I had held a happy homecoming picture i
n my mind—both of us laughing and carrying our new baby into our little home, together—ever since we found out I was pregnant.Now it would just be me. And though I didn’t really realize it at the time, a lot of the happy expectations I’d had about our dream-come-true life were, in fact, rather different from its reality.
Marty Gamblin’s wonderful wife Cherie, who had been such a good friend to us over the years, offered to bring Mattie and me home.
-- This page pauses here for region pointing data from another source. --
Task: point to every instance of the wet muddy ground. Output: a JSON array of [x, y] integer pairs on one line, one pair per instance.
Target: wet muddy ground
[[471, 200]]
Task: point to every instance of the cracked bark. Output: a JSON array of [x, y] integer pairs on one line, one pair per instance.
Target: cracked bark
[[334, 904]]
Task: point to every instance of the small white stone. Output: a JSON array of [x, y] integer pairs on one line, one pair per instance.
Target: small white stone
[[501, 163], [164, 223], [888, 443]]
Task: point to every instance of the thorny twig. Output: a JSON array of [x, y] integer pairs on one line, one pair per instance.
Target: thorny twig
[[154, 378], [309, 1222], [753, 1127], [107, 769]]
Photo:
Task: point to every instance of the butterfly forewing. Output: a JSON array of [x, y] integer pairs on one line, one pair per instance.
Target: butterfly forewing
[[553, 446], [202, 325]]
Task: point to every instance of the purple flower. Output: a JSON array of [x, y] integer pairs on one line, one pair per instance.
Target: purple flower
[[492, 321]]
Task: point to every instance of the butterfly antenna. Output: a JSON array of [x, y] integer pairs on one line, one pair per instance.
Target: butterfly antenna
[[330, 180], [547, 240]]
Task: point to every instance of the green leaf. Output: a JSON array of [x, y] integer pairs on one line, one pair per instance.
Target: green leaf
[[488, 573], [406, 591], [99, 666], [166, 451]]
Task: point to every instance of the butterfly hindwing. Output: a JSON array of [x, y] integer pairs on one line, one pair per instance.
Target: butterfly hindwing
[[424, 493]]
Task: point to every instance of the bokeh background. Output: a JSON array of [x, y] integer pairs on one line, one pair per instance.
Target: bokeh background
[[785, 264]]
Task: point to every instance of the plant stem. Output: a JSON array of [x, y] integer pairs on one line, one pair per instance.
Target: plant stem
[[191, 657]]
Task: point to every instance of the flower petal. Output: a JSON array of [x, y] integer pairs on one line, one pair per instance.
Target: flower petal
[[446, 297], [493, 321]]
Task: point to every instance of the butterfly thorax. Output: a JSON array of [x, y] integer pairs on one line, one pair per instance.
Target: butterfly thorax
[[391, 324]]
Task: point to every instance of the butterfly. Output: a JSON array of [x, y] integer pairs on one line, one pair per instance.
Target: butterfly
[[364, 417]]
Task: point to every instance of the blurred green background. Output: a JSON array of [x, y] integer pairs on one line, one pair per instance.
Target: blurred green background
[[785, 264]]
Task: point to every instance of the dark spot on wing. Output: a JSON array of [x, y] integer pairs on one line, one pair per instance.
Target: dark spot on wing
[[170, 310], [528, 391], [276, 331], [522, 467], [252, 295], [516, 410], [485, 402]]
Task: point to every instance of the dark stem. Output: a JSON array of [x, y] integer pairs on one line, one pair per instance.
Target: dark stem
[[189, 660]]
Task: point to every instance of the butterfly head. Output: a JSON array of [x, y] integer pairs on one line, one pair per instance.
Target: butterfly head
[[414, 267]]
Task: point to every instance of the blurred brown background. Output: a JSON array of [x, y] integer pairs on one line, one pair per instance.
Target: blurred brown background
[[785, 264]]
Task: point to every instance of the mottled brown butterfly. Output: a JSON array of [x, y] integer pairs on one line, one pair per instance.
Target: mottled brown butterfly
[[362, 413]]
She helped us pack up everything, including many massive flower arrangements from Arista, record executives, and family and friends, and then joined a couple of nurses as they pushed the wheelchair holding me and Mattie outside to her minivan. There was no fanfare as there would have been if Alan had been with us. Even though he had had only two singles out by then, people were already recognizing him from his first CD cover.
I rode in the back with Mattie next to me in her new car seat. Even with the extra padding around her, she seemed so small and scrunched. I was just beginning to realize that as a new mother, I was going to worry about everything: Is she straight enough, is the sun in her eyes, is she cold, is she hot, is she wet, is she hungry? She made it home to our basement apartment in much better shape than I did.
Tears and Fears
As a teenager I’d never done babysitting, and as the youngest in our family, I hadn’t helped to take care of little siblings. I realized—belatedly—that I knew just about nothing about the care and feeding of babies.
Cherie helped unload all the stuff that we had accumulated at the hospital. We had all kinds of pamphlets on child safety, choosing a doctor for your baby, tips on breastfeeding, postpartum depression, and a thousand other topics that I had never had reason to think about before, but that now seemed quite important.
All four of our parents had driven up from Georgia the day after Mattie was born. Alan’s mother and daddy offered to stay with me until Alan returned from his trip that weekend. Alan’s mother prepared meals and took care of our little house so I could tend to Mattie. I was like a nervous cat. I could not relax, even though Mattie seemed content to eat and sleep. I stood over her bassinet, watching her anxiously.